Dependence between elementary magnets und magnets. The magnetic effects of some materials can be explained by so called elementary magnets. In this model, magnets consist of innumerable extremely small elementary magnets. These “mini-magnets“ can point in any direction.
If they face the same direction, the whole object acquires this polarity and becomes a magnet. If they point in many different directions, however, no magnetic effects can be perceived on the outside.
Accordingly, elementary magnets make up the smallest magnetic entity. But this is only a model. In reality, these tiny magnets do not exist in this form. However, their effects, which can be attributed to the behaviour of single atoms, are observable.

Process of magnetisation in iron

Ferromagnetism: Magnetisability

This model can also explain why iron can be magnetized. Imagine that iron consists of elementary magnets. But they are oriented irregularly and point to numerous different directions.
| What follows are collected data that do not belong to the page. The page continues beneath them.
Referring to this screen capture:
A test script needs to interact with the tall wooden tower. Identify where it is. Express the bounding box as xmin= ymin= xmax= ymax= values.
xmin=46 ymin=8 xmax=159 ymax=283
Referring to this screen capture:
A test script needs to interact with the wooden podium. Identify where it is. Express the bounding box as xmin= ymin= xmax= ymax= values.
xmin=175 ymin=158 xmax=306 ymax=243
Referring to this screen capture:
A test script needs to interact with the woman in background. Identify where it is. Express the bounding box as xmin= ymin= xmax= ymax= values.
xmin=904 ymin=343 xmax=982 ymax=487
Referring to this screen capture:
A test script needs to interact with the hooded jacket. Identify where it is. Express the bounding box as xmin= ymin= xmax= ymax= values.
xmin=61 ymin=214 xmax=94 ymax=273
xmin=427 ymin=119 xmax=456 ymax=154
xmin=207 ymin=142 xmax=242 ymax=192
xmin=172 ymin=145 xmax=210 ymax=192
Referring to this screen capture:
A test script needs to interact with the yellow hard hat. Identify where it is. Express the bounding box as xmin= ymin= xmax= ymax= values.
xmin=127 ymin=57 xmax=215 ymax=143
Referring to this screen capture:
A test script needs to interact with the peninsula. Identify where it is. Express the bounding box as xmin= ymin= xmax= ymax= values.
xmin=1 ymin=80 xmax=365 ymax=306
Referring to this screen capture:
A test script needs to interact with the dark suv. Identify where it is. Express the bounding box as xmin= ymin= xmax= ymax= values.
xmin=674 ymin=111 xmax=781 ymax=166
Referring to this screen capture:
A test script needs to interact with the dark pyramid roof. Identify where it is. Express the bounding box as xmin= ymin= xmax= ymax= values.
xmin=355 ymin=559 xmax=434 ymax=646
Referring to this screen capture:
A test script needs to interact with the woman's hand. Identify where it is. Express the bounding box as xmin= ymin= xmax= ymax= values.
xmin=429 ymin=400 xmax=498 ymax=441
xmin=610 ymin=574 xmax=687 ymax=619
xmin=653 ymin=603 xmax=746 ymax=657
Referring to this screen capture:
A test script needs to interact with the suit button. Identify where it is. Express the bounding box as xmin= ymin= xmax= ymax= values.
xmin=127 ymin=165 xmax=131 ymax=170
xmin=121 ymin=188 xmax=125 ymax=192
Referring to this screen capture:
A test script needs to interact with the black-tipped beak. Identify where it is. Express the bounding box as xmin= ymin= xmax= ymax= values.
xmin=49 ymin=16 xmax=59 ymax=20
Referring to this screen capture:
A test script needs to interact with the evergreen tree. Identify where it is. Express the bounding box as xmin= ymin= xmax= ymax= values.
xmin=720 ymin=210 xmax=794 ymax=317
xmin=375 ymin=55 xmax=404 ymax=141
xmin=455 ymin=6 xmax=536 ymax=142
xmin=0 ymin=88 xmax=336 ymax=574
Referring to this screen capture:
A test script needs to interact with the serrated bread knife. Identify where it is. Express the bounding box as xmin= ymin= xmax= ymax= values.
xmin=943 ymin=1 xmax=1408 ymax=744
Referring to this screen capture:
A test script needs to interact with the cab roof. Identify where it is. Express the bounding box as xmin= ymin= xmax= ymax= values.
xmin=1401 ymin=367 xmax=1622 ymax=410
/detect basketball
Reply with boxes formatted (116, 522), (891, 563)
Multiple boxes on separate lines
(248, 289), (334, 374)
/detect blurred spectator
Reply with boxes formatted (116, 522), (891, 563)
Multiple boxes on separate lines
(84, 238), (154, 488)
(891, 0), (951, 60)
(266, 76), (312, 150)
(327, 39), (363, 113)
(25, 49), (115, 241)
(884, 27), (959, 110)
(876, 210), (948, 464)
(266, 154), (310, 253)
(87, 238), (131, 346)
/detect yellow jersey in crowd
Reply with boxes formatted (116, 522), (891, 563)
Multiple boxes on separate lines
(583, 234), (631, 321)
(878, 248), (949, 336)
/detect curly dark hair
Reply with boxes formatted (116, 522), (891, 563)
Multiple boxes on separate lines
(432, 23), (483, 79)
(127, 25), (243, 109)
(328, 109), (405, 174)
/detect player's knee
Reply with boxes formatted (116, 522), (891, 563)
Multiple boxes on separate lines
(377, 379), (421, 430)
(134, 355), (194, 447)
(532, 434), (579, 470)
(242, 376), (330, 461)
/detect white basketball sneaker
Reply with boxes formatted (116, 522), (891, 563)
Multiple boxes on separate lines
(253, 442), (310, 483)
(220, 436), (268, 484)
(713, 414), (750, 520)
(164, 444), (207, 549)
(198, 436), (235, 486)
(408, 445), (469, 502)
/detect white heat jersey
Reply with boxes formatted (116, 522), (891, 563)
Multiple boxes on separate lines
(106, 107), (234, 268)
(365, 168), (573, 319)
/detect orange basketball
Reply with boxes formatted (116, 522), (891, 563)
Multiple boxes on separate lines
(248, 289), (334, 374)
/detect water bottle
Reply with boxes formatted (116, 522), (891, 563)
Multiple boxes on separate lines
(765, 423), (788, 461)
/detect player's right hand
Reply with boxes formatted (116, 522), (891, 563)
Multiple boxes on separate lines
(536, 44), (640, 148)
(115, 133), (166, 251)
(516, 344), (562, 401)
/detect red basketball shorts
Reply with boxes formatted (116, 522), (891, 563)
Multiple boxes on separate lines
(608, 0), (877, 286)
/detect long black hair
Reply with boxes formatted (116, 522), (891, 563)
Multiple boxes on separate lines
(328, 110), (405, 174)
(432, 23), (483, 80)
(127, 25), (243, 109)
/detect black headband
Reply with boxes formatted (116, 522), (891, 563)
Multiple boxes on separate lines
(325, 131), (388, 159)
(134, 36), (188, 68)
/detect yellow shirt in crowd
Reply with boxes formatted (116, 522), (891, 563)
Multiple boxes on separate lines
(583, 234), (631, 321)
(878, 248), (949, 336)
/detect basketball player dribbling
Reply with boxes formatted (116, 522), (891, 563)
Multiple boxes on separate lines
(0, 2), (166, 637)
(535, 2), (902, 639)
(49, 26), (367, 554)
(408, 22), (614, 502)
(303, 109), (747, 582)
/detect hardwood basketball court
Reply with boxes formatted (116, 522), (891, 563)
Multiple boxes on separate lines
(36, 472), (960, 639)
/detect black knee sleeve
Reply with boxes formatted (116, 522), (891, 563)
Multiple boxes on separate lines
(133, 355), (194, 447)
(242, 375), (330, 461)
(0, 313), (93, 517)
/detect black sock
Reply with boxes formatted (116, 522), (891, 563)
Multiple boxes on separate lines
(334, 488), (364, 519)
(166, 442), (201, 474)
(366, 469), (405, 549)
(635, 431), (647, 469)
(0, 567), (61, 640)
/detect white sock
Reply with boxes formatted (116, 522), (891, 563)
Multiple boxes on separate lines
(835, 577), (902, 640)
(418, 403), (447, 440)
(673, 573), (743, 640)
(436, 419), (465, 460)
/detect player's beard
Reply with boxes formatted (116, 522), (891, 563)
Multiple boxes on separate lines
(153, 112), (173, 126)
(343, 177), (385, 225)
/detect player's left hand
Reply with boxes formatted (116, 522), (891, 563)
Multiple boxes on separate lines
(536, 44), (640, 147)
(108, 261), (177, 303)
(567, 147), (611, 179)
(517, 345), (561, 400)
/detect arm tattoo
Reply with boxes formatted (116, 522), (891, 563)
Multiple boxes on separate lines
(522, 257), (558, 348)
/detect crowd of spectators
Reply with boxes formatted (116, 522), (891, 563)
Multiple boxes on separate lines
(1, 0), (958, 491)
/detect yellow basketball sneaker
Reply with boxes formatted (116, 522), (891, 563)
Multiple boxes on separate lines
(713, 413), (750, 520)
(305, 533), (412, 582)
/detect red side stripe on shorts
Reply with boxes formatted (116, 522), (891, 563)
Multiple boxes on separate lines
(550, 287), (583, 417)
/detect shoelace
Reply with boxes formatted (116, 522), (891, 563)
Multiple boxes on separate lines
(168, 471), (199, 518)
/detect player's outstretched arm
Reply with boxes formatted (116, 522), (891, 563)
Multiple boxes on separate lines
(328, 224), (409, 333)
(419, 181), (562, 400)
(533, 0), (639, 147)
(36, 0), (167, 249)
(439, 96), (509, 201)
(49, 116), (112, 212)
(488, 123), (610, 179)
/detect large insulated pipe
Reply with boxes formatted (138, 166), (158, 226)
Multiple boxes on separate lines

As long as an outer magnetic field works on the iron, the elementary magnets face one direction. With a structured alignment of its elementary magnets, the piece of iron itself becomes magnetic. When the magnet is removed, this alignment is lost over time. Certain procedures, however, can magnetise iron lastingly.


The magnetisation of a magnet or a piece of iron can be undone. For this, the structured alignment of the elementary magnets has to be destroyed. This can happen in many ways. Some - „weak“ - magnets over time lose their orientation on their own, so that the magnetic effects stop. But through intense shocks or significant heat exposure, even „strong“ magnets can be demagnetised, because the elementary magnets lose their common allignments.